Sa compagne du moment ayant exprimé l’ardent désir ou plutôt la ferme volonté d’avoir avec lui des rapports contre nature («contre», on ne voit pas bien ce qui pourrait être ici reproché à la nature, d’une façon générale tout d’abord, en ce qui concerne le sphincter ensuite qui demeure pour ainsi dire une petite merveille de technologie on n’a pas idée), on retrouve notre Depluloin* poussant la porte d’une pharmacie où il n’a pas ses habitudes - l’on en comprendra très vite la raison -, chargé d’une mission si délicate qu’elle n’est pas sans lui rappeler cette fois lointaine où seul son courage à deux mains lui avait permis de négocier sans syncope ni malaise particulier l’achat de son premier préservatif.
Depluloin patiente un peu puis, croyant à un sourire de la chance, s’avance bravement vers le pharmacien-chef qui est fort à propos de race masculine.
- Bonjour monsieur. Auriez-vous des poires à lavement?
- Bien sûr. Rectal ou vaginal?
- Pardon ?
- Rectal ou vaginal?
- C’est à dire... Accordez-moi un instant je me renseigne.
Malgré un certain réchauffement de son sang froid, Depluloin garde cependant assez de maîtrise de soi pour sortir son téléphone portable et faire mine d’engager une conversation avec l’horloge parlante. Ce qui donne à peu près ceci :
- Chérie, c’est moi. Dis-moi, la machine en question là... Rectale ou vagi... Ah? Très bien ! ... Moi aussi je t’aime. A tout de suite. Oui moi aussi j’ai hâte. Non, c’est toi qui raccroche la première ! .... Non, c’est toi ! ... Bon, je raccroche !
(Il était comme ça Depluloin, tout amour.)
Notre héros, donc, raccroche le premier. L’horloge selon toute vraisemblance en second. Puis, se tournant vers le mâle pharmacien :
- Rectal ! Pardonnez-moi, cela m’était sorti de l’esprit.
- Rectal.

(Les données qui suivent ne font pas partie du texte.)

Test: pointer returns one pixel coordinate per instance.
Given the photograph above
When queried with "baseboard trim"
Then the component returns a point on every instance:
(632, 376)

Je reviens...
Il revient en effet avec l’outil qu’il extrait d’un emballage sans doute conçu avant la deuxième guerre mondiale vu la sobriété du dessin et la qualité du carton. Consciencieux à l’excès, il en étale méticuleusement les différents composants devant son client. A savoir : primo la poire elle-même, secundo deux canules l’une destinée à un usage, l’autre à l’autre.
- Et si vous avez un doute, lisez donc le mode d’emploi. Ce sera tout ?
Non, visiblement non, car cette fois le sang-froid de Depluloin s’échauffe pour de bon, lui empourprant le visage au passage.
- Ce sera tout? Vous plaisantez ? Vous n’avez eu de cesse que d’insister lourdement, sans discrétion aucune, sur l’usage que je projetais de faire de cette poire à lavement. Et je m’aperçois qu’elle a été conçue, que dis-je pensée, pour un double usage, le lavement rectal et, j’insiste sur le «et», et le lavement vaginal. Alors je vous pose la question : Pourquoi ? Pourquoi tant de manières ? Pour m’humilier ? Me donner mauvaise conscience ? Apprenez cher Monsieur que je m’apprête de ce pas à honorer ma femme de la façon la plus dépravée qui soit, même que ça me colle dès à présent la trique ! Ça vous ira comme ça ? Et toi la vioque, tu veux ma photo ?
- Mais Monsieur, mais Monsieur !!
- Mais Monsieur rien du tout ! Combien vous dois-je ? Ah j’oubliais ! Et un tube de lubrifiant, et du meilleur ! Madame débute.
- Tout de suite, Monsieur. Tout de suite !
Cette histoire ne mériterait certainement pas d’être rapportée ici, ni ailleurs, si elle n’avait constitué comme une sorte de tournant dans la vie de Depluloin : cette brève altercation avec ce pharmacien lui procura en effet assez d’assurance pour qu'il cesse de s’excuser ou de demander pardon aux commerçants pendant une année au moins.
* Pour des raisons évidentes, tous les noms ont été changés.